Reste qu'il y a des imprévus. Par surprise, certains événements nous prennent de court comme sous l'effet d'une baguette providentielle pour gouverner autrement nos espaces. En 1988, une simple lettre de deux pages et demies distribuées à une petite quarantaine de destinataires de Bujumbura a arrêté un massacre qui devait dégénérer en génocide, et a alerté le monde entier, jusqu'au siège des organisations de Bretton Woods.

Rappelons-nous des manifestations de décembre 2013. On chuchote que ces manifestations menaçaient de déraper si elles avaient eu lieu; elles furent court-circuitées par le deuil imposé suite à la mort de Mandela qui s'est invité à l'agenda burundais de tous les protagonistes, y compris sur les plus radicaux d'entre eux.
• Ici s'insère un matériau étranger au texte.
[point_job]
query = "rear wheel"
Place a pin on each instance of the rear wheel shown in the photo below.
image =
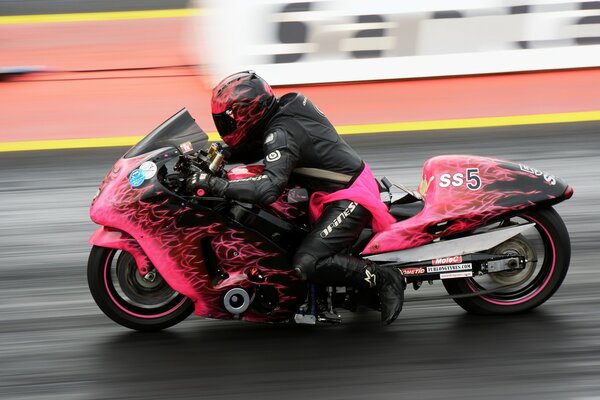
(547, 250)
(144, 303)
Rappelons nous surtout de la catastrophe écologique de dimanche-lundi dernier. Avec plus de 1000 morts, plus de 4000 maisons détruites par les coulées de boues, plus de 10'000 sans abris et nombreux autres dégâts collatéraux, les Barundi ont-ils compris qu'il y avait sans doute de bien plus grandes priorités ailleurs que dans les chicanes politiciennes sans lendemain et que le moment actuel devrait nous inciter à naviguer ensemble ?

D'où mon rappel : "Le monde ne sera pas détruit par ceux qui font le mal, mais surtout parce ceux qui les regardent sans rien faire". C'est, dans ce contexte, mon slogan pour 2014.